Кремль не остановило даже наличие у Березовского двойного гражданства. Что, впрочем, совсем не удивительно. Наличием оного могли похвастаться и люди более высокого уровня: скажем, вице-премьер Максим Бойко – как утверждал бывший полковник президентской службы безопасности Стрелецкий, у него имелась «Грин-кард» – вид на жительство в США.
Ни в одной стране мира гражданин иностранного государства не может занимать ключевого поста, тем более в сфере национальной безопасности. Но у ельцинской России была особенная стать. Мало того, что президентскую семью это нисколько не смущало; она еще и советы давала: как лучше выйти сухим из воды.
В предыдущих главах я приводил уже стенограммы телефонных разговоров Дьяченко с Березовским; их записывал сам же Борис Абрамович – на всякий случай.
Вот – еще один: он был зафиксирован ЧОПом «Атолл» – домашним разведбюро Березовского – вскоре после президентской операции на сердце осенью 1996 года.
Кстати, после Совбеза израильский гражданин Березовский успел еще поруководить исполкомом СНГ, очень успешно совмещая госслужбу со своими бизнес-проектами. А когда новый шеф президентской администрации Николай Бордюжа – человек, на удивление, приличный – подготовил указ о его отстранении, Бордюжу самого сняли с работы.
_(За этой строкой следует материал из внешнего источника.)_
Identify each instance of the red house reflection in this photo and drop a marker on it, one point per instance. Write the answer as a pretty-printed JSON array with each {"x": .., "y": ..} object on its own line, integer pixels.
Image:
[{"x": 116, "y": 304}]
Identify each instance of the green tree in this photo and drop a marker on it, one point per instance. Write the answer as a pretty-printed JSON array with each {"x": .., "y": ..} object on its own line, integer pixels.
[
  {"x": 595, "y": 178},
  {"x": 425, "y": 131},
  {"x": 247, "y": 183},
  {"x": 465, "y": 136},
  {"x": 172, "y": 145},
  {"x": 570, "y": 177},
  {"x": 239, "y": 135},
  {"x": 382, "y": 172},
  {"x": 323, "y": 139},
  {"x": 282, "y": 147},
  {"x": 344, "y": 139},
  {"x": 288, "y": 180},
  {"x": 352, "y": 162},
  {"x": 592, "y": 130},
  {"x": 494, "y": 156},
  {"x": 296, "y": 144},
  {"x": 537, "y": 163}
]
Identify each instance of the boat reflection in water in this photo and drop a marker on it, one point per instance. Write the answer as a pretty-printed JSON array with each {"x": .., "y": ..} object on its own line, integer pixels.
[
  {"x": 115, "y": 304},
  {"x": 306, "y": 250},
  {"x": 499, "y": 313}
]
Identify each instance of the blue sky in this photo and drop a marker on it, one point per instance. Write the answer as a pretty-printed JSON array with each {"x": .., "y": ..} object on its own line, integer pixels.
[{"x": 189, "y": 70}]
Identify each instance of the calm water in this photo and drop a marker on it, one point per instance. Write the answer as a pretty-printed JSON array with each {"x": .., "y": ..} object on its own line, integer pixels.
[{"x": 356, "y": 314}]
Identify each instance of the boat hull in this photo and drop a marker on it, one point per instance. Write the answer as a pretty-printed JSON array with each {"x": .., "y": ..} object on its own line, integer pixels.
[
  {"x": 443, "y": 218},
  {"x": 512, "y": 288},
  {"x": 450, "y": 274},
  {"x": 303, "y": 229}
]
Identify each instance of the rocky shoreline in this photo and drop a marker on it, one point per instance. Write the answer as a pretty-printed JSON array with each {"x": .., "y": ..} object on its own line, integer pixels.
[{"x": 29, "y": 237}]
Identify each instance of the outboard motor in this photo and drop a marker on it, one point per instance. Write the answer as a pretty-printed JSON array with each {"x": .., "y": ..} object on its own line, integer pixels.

Сменил его некто Александр Волошин, который прежде служил у… Березовского.
Самые проверенные, самые надежные кадры выходили из стана Березовского-Абрамовича – этой новоявленной кувырк-коллегии.
Их друг Михаил Лесин, владелец рекламной фирмы «Видео-Интернешнл», скупивший добрую половину рекламного времени на центральных каналах, стал министром печати (после чего обороты «Видео-Интернешнл», понятно, резко возросли).
Михаил Касьянов по прозвищу «Миша Два Процента» – министром финансов.
Спасенный Березовским от увольнения из органов Владимир Рушайло – министром внутренних дел.
Попавшийся на раздаче преференций нефтяным компаниям Виктор Калюжный – министром топлива и энергетики.
Обладатель миллионных заграничных счетов Евгений Адамов – министром атомной энергетики.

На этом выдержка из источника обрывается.